Regulatory arbitrage rears its ugly head
Derivatives comment: Simon Boughey
16 May 2011
When global regulators set about curing the perceived ills of the derivatives industry in the wake of the financial crisis, there was considerable effort to co-ordinate the thrust and principles
of public policy. It made a great deal of sense, they seemed to acknowledge, for everyone to be on the same page.
Two years or so on, this admirable unity of purpose and action is beginning to dissipate. Indeed, an increasingly vocal slice of the market is starting to warn that the dangers of regulatory
arbitrage are real and present.
If most of the derivatives industry was to up sticks to a more favourable regulatory regime, it would mean, first of all, that the US, or the UK, would be deprived of valuable tax revenue. Given
the low regard with which bankers are held in the US and, still more, in the UK, the general populace might not see this as a particularly grievous loss, but, hopefully, public policymakers are
rather more enlightened.
A wholesale migration to one location would not be a healthy step for the industry. The big danger of such a move is that it could create an unprecedented concentration of risk. If that happens,
all the efforts made by regulators since the crisis will have been in vain, and, ultimately be damaging. Risk will not have been mitigated; on the contrary, it will have been simply shifted and then
Derivatives bankers are concerned that each of the three major financial areas is working at its own pace, with no single date set for the implementation of global rules. The Dodd-Frank Act in the
US requires all the new rules concerning derivatives to be written by July (though this deadline will not be met and no one knows when the rules will be written) while in Europe new rules are not
expected until next year at the earliest. In Asia, regulators are working to another timetable again.
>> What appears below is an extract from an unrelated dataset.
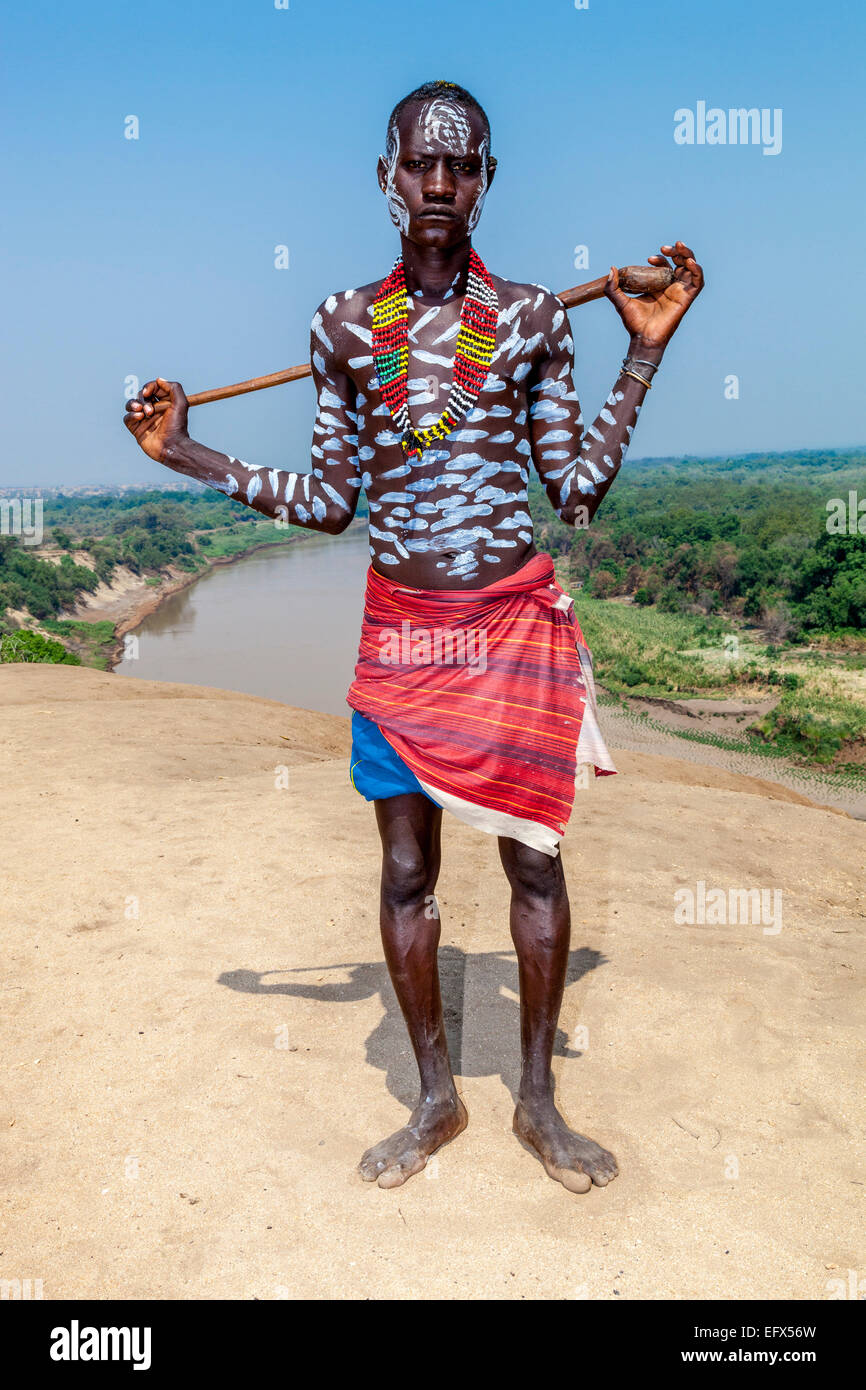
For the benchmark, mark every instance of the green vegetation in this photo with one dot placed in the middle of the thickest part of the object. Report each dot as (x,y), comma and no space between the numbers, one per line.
(32,647)
(715,578)
(745,537)
(820,710)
Other regimes are further behind. Canada, for example, has yet to decide whether it will establish its own domestic framework for clearing – the Holy Grail for US and European regulators – and
trade reporting. New derivatives markets, such as Turkey and Indonesia, are still at the earliest stages of considering regulations.
The prospect that such a patchwork quilt could encourage businesses to move to regimes with the fewest onerous regulations is not mere scaremongering by the anti-regulation caucus. Last month, the
Financial Stability Board, which works alongside the Bank for International Settlements to co-ordinate the work of national regulators at a global level, said it was “concerned with the substantial
variation across jurisdictions in the pace of implementation”.
Of perhaps greater concern is that regulators everywhere, but particularly in the US, are under huge pressure to produce rules and guidelines very quickly with inadequate resources. More than 200 staffers at the Commodity Futures Trading Commission are working round the clock to get the job done, but, as chairman Gary Gensler has indicated plaintively, this is still not enough. The industry also fears it is not being consulted nearly enough over the shape and format of the rules.
This pressure to get guidelines out sooner rather than later seems likely to risk the rules being not only poor, but also inconsistent with rules being produced elsewhere. Banks have shown
themselves in the past to be skilled at exploiting tax loopholes and there is no reason to suppose they will not turn their hand to regulatory arbitrage with the same dexterity.
Once again, the FSB noted the possibility of greater risk rather than less in last month’s document. “Some [members] worried that the rushed pace of implementation might exacerbate, rather than
mitigate, systemic risk,” it said.
The warning signs are already there. The European market infrastructure regulation published last December is moving towards a more inclusive approach to derivatives instruments. Many policymakers
believe that every derivative product should be standardised and cleared. Under Dodd-Frank, however, the general principle is that every derivative that needs to be cleared should be cleared. If
Dodd-Frank proves more relaxed about clearing, a migration from Europe to the US could come to pass.
Clearing is a vexatious issue. Over the past few years, since clearing was positioned by regulators to be the silver bullet to kill the ogre of financial meltdown, there has been a proliferation
of central counterparties. Each country wants its own CCP, and the resulting fragmentation could reduce liquidity and, ultimately, the effectiveness of each clearing house.
Ultimately, most derivatives bankers fear that the faith placed by regulators from all regimes in clearing houses is misplaced and even dangerous. Far from being the panacea, it could sow the
seeds of the next big crisis by the creation of clearing houses, rather than banks, that are too big to fail.
A derivatives regulation expert at a New York consultancy warned last week: “My grandchildren are going to have to pay for an even bigger crash. What we’re going to have is ill-focused rules, produced as a knee-jerk response by politicians who didn’t understand regulation.”
Bankers have been saying this in private for the past year or more. But when bodies like the BIS start agreeing, it is perhaps time for regulators to take their foot off the accelerator and make sure regulatory arbitrage is not the next thing they have to worry about.